Unnecessary opcodes need to disappear as well. We have well over 1300 opcodes now, probably closer to 1400 at this point. All of these add overhead in terms of memory footprint and lookup effort. It's a huge waste, and I suspect that if we did some actual profiling work we would find only about 200 of them were used with any regularity and about half would be almost completely unused except for one or two calls in obscure tests in the Parrot repo. If PGE and NQP don't use particular ops, and if there is no compelling need to keep them for particular HLLs, or if those HLLs can reasonably turn them into dynops, they should be removed.

Adding more ops is not a case of "it's a small added convenience with no downside". There are very real downsides.

Having too many core PMCs is a problem too. Parrot currently has 86 core PMC types by my count. I think we can drop this number to 60 without having to make any cuts that are too painful. If we wanted to be aggressive I think we could go even lower, but we do hit a point where we need to start weighing proportionally-smaller performance gains against the lost utility of removing PMC types that we're dependent on. In any case, I think we can definitely stand to move the following PMC types into dynpmc libraries or even delete them entirely: AddrRegistry, BigInt, BigNum, Boolean, Capture, CPointer, File, 9 of the array types, Key (to be replaced with an array type), Opcode, OpLib, OrderedHash, Pointer, Scalar, and Timer. This would bring us down to 63 PMC types, and several of these that I've listed are already either deprecated or are listed as experimental.
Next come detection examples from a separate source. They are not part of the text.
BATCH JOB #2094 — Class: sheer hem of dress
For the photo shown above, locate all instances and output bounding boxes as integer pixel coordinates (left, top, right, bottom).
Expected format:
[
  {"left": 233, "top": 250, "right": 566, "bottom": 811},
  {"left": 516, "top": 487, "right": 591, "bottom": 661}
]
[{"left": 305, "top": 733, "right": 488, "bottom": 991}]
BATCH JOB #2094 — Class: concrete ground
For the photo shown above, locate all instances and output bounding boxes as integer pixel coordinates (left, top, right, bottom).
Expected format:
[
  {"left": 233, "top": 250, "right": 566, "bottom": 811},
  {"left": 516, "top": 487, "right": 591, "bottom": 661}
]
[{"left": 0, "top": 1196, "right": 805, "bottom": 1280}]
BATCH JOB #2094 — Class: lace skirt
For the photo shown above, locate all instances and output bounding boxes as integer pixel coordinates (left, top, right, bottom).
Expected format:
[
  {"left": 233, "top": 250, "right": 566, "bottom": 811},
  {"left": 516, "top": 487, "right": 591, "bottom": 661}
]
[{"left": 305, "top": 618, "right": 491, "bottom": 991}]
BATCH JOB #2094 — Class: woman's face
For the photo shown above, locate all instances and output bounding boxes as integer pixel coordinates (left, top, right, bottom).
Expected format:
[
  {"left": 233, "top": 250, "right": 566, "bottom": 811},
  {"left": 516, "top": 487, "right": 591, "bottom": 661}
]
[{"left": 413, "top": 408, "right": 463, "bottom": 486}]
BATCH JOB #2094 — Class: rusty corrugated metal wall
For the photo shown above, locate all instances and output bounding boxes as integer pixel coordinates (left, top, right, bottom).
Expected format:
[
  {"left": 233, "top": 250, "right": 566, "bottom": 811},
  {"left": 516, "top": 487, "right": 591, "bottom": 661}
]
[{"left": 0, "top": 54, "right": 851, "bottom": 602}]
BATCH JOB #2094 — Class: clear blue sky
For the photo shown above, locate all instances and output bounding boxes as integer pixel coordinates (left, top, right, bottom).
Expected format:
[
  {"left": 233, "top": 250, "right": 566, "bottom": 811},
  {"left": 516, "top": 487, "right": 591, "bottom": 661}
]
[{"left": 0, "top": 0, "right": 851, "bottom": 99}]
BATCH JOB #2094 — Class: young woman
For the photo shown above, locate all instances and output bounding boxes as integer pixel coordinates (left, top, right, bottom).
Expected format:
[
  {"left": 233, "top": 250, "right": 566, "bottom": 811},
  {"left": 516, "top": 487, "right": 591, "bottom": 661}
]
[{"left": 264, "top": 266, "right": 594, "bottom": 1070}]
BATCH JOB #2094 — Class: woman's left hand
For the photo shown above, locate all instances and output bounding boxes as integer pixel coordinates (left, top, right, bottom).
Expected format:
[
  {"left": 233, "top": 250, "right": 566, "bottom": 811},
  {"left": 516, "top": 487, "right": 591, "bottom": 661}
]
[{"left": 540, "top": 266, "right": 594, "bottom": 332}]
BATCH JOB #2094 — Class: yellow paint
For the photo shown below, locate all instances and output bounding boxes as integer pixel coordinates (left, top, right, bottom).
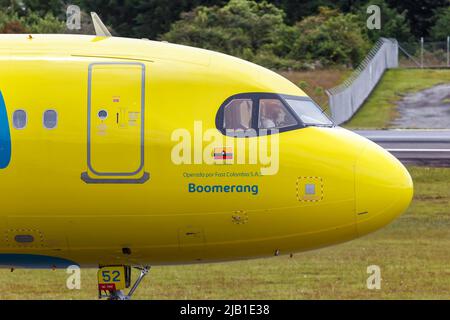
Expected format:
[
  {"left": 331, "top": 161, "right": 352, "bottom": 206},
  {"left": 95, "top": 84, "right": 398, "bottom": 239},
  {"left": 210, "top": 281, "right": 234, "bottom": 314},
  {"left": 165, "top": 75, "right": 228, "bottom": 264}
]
[{"left": 0, "top": 35, "right": 413, "bottom": 266}]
We as a community have definitely been moving in this direction. Allison especially has been helping to spread a "less is more" philosophy to the design of Parrot and I do appreciate that effort on her part. Making a switch over to Lorito, and then using Lorito to implement Ops, PMCs, and a few other core systems would be a major benefit. chromatic has been a major pusher for the Lorito effort as well, and having somebody of his stature behind the effort lends major credence to it. The effort to slim down the number of ops and PMCs doesn't have as much momentum but there is real evidence that we could be moving in that direction in the near future. I welcome all these changes and hope to see them come to fruition.